The partitioning of water between olivine, orthopyroxene and melt synthesised in the system albite–forsterite–H 2O

Abstract

Coexisting forsterite, enstatite and silicate glass were synthesised from a water-bearing basalt analogue in programmed cooling experiments at 1.0, 1.5, 2.0 and 2.5 GPa. Hydrous species in each phase were characterised and quantified using infrared absorbance spectroscopy. Al 3+-related hydroxyl defects, with vibrational energies between 3400–3200 cm − 1 , dominate the hydroxyl budget of synthetic forsterite. The vibrational characteristics of these defects indicate that similar absorptions in Fe-bearing systems result from Fe 3+-related OH species. This interpretation resolves a previously recognised, but unexplained, relationship between oxygen fugacity and hydroxyl speciation in experimentally annealed olivines, and suggests that the intensities of bands at 3400–3300 cm − 1 could form the basis of an oxybarometer. OH defect speciation in enstatite is similar to that in aluminous crystals synthesised at high water fugacity and many natural orthopyroxenes. Hydroxyl speciation in orthopyroxene is not, therefore, controlled by water activity. Total water contents of synthetic enstatites from any single experiment vary enormously. This heterogeneity is attributed to variable contributions from a non-intrinsic broad-band hydrous component.

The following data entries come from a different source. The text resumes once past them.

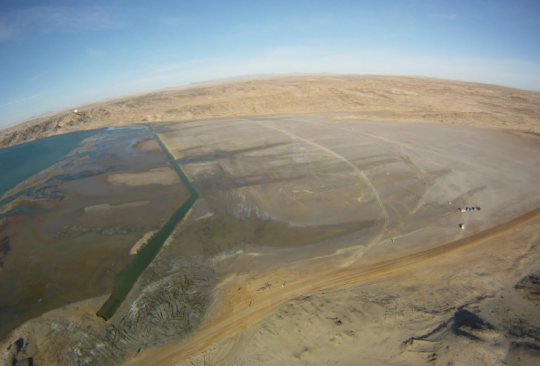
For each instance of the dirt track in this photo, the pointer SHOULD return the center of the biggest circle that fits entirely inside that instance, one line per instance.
(253, 308)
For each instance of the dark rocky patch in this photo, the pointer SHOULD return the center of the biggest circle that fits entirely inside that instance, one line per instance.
(529, 287)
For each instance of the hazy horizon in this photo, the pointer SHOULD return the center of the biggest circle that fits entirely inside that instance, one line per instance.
(58, 54)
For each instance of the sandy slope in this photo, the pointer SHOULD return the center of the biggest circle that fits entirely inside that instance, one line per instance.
(250, 308)
(392, 97)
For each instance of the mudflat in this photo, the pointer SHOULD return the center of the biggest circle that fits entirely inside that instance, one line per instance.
(401, 231)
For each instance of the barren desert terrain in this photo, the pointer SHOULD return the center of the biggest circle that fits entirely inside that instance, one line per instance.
(339, 220)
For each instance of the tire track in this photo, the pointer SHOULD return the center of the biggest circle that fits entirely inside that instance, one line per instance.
(244, 315)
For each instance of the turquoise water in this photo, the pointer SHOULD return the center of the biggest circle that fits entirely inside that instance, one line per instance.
(126, 279)
(18, 163)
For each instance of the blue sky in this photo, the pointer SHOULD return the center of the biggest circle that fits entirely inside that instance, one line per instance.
(58, 54)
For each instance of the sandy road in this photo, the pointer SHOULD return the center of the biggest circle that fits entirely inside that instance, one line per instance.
(249, 310)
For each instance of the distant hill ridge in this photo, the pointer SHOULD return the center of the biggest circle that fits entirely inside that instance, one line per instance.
(373, 97)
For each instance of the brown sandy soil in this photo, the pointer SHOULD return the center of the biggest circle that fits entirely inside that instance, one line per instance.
(400, 311)
(334, 238)
(410, 174)
(162, 176)
(391, 97)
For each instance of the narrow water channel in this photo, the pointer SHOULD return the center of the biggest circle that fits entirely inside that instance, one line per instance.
(130, 274)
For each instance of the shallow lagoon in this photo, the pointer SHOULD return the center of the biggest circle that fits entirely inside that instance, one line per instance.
(60, 250)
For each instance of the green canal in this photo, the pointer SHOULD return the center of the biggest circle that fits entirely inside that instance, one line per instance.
(130, 274)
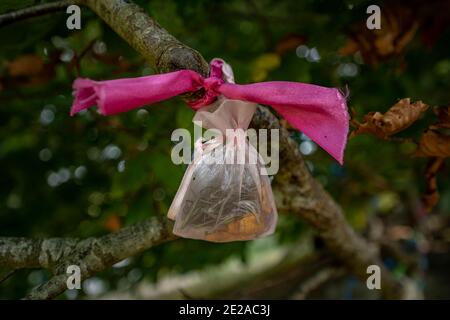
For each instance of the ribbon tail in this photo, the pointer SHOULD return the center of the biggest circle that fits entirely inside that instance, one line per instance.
(319, 112)
(121, 95)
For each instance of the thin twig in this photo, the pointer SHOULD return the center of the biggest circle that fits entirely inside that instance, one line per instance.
(8, 275)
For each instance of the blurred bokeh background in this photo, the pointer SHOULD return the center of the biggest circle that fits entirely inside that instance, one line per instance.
(89, 175)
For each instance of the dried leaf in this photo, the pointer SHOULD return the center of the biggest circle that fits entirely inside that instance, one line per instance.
(431, 196)
(399, 117)
(433, 144)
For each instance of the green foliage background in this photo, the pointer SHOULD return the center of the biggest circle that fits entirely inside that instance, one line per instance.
(91, 151)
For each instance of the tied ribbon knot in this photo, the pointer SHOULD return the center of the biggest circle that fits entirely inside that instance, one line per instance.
(319, 112)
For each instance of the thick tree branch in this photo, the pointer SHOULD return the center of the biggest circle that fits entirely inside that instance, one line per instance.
(92, 255)
(34, 11)
(295, 189)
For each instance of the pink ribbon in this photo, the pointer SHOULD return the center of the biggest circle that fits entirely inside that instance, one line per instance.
(319, 112)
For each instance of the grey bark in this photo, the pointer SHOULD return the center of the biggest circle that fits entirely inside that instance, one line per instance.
(296, 191)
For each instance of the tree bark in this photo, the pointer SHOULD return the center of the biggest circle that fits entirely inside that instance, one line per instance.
(296, 191)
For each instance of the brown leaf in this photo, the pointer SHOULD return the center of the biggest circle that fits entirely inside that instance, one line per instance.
(399, 117)
(433, 144)
(431, 196)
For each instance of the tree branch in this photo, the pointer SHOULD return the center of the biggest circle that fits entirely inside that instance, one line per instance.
(38, 10)
(295, 189)
(92, 255)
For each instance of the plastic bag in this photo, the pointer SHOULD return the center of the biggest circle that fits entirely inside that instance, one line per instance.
(226, 201)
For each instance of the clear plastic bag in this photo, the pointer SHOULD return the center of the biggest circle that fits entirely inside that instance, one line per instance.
(226, 201)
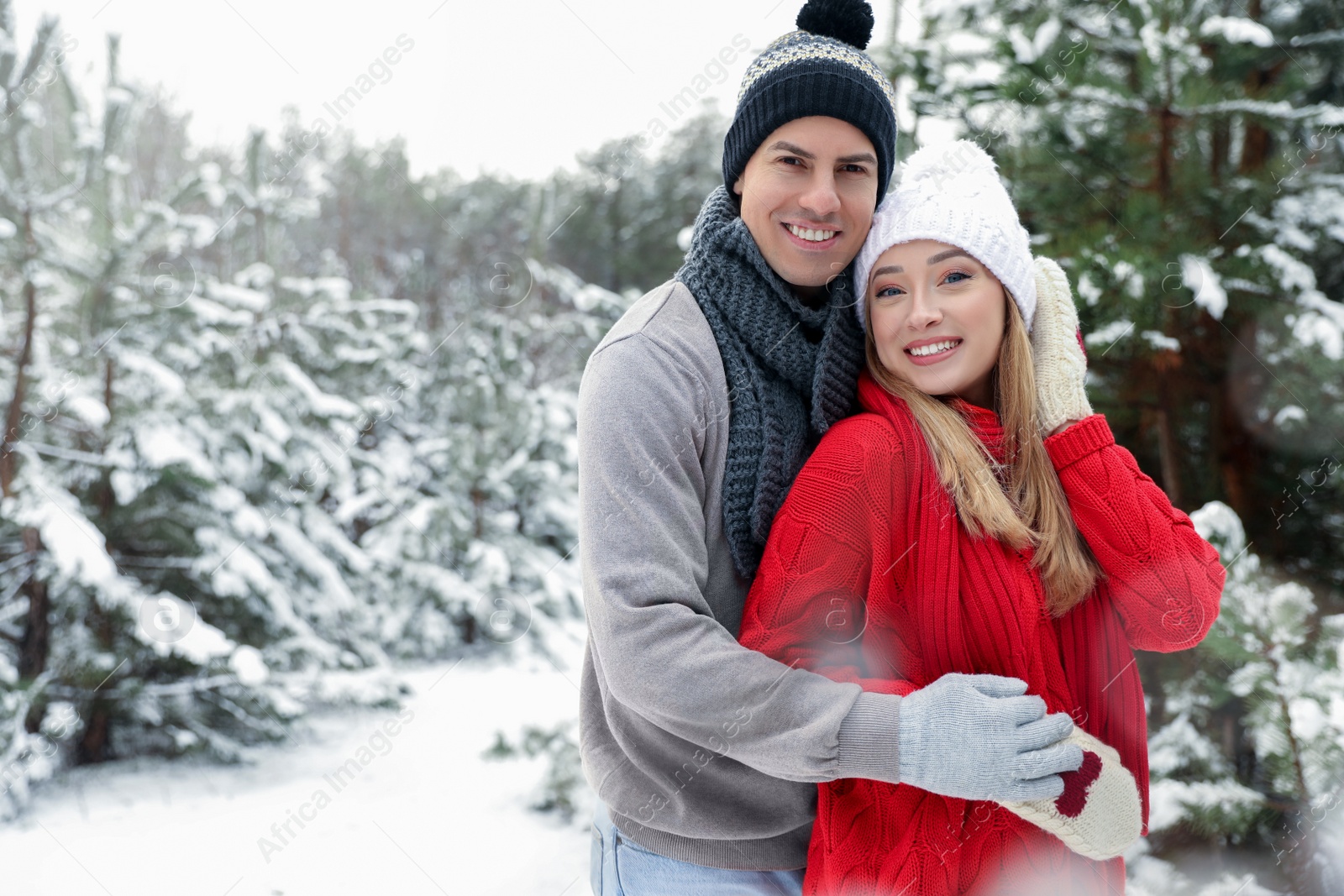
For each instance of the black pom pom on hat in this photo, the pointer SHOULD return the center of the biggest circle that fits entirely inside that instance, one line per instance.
(847, 20)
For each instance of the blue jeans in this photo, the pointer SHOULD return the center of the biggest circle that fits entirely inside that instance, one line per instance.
(624, 868)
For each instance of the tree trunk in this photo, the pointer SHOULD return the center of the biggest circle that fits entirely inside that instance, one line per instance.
(33, 647)
(20, 379)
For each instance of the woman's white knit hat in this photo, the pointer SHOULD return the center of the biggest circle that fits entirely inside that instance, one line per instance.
(952, 194)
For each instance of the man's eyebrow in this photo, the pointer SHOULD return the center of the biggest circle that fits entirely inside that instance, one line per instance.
(785, 145)
(844, 160)
(864, 156)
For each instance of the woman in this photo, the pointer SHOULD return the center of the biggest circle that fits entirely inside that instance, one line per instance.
(976, 519)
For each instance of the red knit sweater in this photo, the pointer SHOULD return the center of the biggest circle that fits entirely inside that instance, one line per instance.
(869, 577)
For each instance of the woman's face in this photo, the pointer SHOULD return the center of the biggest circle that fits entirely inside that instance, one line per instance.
(937, 318)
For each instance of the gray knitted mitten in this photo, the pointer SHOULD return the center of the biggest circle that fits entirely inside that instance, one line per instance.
(983, 738)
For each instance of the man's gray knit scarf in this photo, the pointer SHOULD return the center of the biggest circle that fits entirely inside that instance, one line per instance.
(785, 391)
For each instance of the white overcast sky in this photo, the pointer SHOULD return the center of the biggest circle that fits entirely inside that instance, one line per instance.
(515, 86)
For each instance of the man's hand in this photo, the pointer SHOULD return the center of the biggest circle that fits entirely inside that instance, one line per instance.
(983, 738)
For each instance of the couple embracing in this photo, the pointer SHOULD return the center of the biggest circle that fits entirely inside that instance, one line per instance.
(864, 570)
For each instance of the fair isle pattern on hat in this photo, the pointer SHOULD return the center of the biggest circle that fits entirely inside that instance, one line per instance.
(799, 46)
(952, 194)
(817, 70)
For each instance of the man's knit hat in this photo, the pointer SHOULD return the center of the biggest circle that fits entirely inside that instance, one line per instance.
(952, 194)
(817, 70)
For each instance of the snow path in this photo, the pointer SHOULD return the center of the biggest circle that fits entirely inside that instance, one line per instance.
(425, 815)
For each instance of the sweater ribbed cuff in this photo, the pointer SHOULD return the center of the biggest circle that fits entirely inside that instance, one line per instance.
(869, 739)
(1079, 441)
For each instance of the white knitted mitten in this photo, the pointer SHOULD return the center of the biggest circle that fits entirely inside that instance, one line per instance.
(1099, 815)
(1059, 362)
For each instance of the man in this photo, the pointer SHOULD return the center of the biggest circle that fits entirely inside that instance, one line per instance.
(696, 411)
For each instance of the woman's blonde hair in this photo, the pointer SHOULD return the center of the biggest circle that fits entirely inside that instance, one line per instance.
(1021, 501)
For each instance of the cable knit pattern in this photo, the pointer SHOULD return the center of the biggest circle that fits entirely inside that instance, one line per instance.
(869, 577)
(785, 391)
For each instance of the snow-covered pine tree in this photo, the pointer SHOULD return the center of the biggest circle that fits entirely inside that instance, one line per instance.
(246, 486)
(1183, 160)
(1186, 161)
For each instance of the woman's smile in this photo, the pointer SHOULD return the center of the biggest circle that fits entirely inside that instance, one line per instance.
(931, 351)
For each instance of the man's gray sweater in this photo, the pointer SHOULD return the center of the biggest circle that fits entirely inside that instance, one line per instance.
(702, 750)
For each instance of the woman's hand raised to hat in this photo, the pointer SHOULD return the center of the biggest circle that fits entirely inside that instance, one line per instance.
(1058, 354)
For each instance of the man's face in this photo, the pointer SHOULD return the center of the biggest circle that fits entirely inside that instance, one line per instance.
(808, 194)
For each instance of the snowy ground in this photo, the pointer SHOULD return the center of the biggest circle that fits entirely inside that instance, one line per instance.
(425, 815)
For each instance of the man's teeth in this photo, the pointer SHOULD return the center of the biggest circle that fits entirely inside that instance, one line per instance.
(811, 235)
(933, 348)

Intrinsic hydroxyl concentrations dissolved in enstatite are identical in all crystals from an experiment. The partitioning of water between forsterite, enstatite and coexisting silicate melt is independent of pressure, temperature and total water content over the range of conditions studied, as long as the influence of these parameters on phase compositions is taken into account. D H 2O Fo/melt = 0.0001–0.0003 ( n = 4) and is insensitive to pressure or olivine aluminium contents. D H 2O En/melt is strongly controlled by Al 2O 3 concentration and ranges from 0.003–0.016 ( n = 6). Two samples contain both forsterite and enstatite and yield D H 2O En/Fo = 25 ± 1.